Wiesen. Äcker, Maisfelder, sanft geschwungene Ufer mit dick von Grün behangenen Bäumen, die sich, zusammen mit spielenden Wolken, im klaren Wasser spiegelten. Und Berge, Schluchten, Flüsse. Beim Fahren und gelegentlichen Laufen durch die Landschaft um Sanski Most möchte man vor Glück schreien oder rennen oder einfach nur schauen, wie eine Landschaft aussieht, die nicht vollends erobert und durchdrungen ist von unseren Vorstellungen von Bequemlichkeit. (Überall Elektrizität, Internet, gut ausgebaute Straßen, erreichbare Dörfer, Geschäfte, was wir halt alles für normal halten.) Unschuldig, majestätisch, strahlend und ruhend – selbst die neun Flüsse bei Sanski Most ruhen in sich. Und natürlich ist nichts und niemand unschuldig, oder doch?
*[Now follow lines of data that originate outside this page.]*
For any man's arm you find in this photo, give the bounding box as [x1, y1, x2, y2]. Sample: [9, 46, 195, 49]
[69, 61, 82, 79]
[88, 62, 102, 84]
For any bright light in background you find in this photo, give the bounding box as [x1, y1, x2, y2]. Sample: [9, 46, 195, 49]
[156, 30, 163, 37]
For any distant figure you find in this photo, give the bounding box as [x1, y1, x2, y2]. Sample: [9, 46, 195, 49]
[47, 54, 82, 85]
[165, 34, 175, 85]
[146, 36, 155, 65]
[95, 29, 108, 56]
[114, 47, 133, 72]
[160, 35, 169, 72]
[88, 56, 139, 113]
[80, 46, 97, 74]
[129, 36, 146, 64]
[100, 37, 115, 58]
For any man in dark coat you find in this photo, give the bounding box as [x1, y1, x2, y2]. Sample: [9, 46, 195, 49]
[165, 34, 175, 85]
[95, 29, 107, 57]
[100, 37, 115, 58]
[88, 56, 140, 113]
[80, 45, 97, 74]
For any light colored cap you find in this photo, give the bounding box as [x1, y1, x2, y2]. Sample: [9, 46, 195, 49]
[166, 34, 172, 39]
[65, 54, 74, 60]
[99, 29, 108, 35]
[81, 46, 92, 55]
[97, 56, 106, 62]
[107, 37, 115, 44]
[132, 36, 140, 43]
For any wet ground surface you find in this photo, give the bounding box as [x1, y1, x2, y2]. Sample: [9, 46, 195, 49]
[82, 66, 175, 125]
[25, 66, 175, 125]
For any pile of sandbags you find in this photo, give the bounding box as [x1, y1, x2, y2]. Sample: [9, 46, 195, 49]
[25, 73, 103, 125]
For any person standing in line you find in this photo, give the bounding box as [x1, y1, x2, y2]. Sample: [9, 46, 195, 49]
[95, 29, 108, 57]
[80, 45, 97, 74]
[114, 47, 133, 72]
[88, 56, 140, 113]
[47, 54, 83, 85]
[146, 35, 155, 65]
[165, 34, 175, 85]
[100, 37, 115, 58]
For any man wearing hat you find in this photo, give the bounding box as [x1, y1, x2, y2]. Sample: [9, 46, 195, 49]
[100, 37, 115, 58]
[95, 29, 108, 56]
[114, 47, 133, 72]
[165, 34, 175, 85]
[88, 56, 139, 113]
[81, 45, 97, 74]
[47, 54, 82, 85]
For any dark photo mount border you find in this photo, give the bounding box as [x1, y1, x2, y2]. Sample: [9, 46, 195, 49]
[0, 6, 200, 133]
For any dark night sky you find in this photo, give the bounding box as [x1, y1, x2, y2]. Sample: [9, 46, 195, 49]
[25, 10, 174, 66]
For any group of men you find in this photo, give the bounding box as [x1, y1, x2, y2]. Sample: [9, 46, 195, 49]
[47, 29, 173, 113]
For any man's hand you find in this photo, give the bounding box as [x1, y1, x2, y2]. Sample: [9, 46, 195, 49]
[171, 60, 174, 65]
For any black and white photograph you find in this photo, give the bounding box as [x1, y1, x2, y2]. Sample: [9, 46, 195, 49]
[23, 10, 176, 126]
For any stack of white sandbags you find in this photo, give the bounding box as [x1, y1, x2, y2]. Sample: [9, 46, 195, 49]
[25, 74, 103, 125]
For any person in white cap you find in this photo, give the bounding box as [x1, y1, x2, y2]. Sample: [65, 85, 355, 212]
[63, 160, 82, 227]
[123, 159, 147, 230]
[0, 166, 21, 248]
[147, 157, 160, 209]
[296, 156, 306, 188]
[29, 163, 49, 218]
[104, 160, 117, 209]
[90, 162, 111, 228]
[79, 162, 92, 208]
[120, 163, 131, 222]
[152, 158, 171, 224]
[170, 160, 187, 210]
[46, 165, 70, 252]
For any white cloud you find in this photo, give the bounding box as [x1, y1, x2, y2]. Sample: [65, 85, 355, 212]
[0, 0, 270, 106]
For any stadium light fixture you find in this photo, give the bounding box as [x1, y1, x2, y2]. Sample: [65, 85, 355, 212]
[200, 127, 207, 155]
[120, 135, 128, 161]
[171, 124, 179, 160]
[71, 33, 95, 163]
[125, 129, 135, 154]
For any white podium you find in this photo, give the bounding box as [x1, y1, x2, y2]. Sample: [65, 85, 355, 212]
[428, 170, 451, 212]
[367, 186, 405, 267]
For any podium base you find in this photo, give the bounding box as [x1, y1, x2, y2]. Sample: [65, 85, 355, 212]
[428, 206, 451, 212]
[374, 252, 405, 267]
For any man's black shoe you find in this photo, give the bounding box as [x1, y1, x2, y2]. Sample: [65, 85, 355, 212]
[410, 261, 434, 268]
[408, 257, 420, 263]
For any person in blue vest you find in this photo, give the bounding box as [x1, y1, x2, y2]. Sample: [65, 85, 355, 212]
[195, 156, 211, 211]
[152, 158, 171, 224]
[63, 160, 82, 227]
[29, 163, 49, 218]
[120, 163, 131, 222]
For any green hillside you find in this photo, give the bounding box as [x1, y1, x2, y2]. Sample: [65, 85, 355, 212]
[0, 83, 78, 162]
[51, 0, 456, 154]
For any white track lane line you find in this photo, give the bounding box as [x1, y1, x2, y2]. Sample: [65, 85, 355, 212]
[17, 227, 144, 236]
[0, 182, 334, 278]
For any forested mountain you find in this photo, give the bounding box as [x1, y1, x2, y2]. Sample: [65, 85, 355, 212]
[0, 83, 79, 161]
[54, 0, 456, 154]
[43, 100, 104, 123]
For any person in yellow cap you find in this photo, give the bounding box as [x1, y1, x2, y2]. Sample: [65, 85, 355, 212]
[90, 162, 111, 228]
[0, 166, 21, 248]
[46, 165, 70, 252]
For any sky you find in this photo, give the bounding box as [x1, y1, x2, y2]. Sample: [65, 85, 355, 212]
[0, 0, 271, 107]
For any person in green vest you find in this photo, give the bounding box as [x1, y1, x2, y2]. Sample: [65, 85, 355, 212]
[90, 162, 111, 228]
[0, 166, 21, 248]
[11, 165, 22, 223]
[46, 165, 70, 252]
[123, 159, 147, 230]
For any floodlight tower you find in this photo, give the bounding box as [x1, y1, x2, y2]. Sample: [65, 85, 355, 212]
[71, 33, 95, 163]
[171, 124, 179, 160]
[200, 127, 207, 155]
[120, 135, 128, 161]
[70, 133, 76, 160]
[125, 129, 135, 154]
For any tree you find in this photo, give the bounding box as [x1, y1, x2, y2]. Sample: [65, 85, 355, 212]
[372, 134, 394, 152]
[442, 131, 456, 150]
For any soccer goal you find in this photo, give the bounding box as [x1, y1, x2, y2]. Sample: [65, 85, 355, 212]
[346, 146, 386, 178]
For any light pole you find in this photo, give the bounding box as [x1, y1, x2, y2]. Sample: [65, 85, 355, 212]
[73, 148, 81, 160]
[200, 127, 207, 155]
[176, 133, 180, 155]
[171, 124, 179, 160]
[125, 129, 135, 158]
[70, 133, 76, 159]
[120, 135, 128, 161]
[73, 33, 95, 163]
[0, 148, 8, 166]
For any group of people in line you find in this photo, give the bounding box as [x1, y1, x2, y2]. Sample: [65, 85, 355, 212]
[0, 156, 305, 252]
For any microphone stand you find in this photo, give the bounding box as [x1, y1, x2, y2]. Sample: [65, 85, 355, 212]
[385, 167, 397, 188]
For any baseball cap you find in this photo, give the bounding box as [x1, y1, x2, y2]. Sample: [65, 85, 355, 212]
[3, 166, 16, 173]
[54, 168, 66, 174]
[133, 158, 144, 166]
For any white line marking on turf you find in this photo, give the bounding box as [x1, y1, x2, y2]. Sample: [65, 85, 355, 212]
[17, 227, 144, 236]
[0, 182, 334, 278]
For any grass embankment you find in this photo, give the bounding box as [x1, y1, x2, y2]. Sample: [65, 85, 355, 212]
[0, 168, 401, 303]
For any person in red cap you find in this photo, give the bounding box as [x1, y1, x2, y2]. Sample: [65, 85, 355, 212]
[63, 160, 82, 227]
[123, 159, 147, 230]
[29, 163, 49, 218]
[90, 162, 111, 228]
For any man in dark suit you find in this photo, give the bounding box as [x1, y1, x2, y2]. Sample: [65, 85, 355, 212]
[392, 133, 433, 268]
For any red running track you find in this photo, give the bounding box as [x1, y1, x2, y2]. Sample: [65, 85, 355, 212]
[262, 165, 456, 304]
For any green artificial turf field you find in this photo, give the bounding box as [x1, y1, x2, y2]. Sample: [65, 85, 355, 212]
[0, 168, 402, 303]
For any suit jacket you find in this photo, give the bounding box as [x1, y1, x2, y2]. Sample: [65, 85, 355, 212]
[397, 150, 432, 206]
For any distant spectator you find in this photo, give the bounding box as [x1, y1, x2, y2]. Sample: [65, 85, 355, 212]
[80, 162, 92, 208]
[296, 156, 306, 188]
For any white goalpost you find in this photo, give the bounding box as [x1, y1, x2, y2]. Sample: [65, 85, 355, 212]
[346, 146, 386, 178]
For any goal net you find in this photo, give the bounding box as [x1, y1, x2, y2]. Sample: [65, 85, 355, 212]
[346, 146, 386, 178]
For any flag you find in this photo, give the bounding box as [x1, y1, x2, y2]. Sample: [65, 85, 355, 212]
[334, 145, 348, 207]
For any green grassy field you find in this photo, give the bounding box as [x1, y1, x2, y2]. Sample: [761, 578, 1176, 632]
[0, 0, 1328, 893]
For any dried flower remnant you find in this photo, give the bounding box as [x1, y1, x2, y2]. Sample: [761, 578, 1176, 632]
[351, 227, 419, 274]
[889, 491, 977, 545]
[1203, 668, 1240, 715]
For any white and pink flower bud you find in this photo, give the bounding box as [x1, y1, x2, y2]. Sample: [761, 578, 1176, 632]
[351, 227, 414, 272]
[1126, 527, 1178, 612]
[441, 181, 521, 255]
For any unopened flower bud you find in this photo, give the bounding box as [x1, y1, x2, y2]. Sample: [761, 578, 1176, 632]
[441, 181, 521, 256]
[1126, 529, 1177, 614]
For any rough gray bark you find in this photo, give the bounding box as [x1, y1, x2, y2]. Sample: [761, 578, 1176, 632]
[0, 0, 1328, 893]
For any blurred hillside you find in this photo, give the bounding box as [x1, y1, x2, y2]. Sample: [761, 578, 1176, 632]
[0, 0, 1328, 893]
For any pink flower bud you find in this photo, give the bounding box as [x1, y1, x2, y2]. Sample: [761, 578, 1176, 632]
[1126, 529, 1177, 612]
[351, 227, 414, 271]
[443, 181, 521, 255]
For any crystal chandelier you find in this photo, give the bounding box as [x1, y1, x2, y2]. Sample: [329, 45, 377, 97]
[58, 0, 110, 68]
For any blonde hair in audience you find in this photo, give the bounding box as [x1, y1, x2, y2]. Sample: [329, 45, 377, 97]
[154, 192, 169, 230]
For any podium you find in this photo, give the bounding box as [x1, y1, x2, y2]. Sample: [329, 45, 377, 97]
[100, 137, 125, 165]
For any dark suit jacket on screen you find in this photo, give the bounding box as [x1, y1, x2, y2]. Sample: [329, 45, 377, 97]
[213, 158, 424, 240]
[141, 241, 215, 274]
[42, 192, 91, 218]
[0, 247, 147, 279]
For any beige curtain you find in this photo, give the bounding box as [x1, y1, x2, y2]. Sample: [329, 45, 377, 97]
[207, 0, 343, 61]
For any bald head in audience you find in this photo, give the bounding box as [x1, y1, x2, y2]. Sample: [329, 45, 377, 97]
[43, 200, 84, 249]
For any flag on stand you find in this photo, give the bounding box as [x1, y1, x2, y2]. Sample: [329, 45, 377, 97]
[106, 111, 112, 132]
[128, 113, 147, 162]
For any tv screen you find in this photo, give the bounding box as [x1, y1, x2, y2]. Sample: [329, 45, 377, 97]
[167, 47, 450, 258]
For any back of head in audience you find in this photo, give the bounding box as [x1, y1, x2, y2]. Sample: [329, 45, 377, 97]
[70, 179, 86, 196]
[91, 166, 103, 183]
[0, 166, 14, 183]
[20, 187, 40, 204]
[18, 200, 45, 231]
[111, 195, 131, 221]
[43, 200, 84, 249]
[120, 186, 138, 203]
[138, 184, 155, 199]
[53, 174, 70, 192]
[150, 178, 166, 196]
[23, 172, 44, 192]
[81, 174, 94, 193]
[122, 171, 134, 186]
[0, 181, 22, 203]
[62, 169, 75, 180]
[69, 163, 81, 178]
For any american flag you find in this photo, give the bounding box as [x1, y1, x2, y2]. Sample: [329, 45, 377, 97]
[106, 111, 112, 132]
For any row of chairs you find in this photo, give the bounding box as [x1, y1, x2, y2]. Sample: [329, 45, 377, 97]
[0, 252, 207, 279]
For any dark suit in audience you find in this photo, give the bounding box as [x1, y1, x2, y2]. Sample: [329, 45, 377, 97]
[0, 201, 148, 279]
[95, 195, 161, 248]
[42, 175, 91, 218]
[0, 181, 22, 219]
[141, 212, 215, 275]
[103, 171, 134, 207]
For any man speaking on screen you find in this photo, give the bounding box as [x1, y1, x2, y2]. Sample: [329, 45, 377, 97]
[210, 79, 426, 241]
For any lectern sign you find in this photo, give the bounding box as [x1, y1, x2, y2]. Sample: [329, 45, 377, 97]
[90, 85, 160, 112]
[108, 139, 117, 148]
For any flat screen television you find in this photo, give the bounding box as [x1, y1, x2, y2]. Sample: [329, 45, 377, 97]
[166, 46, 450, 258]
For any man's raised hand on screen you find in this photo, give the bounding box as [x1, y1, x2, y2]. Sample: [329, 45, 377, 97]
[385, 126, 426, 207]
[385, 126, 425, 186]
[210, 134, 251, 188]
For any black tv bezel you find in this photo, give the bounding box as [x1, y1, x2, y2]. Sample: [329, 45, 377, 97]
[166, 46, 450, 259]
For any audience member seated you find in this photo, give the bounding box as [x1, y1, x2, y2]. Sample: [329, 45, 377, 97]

In einem ganz tiefen Sinn, denn hier wurde gezittert und gemordet, dass man sich nur lang auf die Erde werfen und nie mehr aufstehen möchte.

Da gibt es das „Center for Peacebuilding“, mitten auf dem Land, einige Hektar groß, wo sich diejenigen treffen, die seit beinahe zwanzig Jahren Friedensarbeit anbieten und ihr Leben teilen, Jugendzentren aufbauen, tief erforschen, was und wie die tiefen Wunden der Bosnier und aller, die an dem Krieg beteiligt waren, heilen können. Peacebuilder haben erkannt, dass nur Liebe heilt. Und Liebe ist harte Arbeit, nicht unähnlich der Feld- und Gartenarbeit.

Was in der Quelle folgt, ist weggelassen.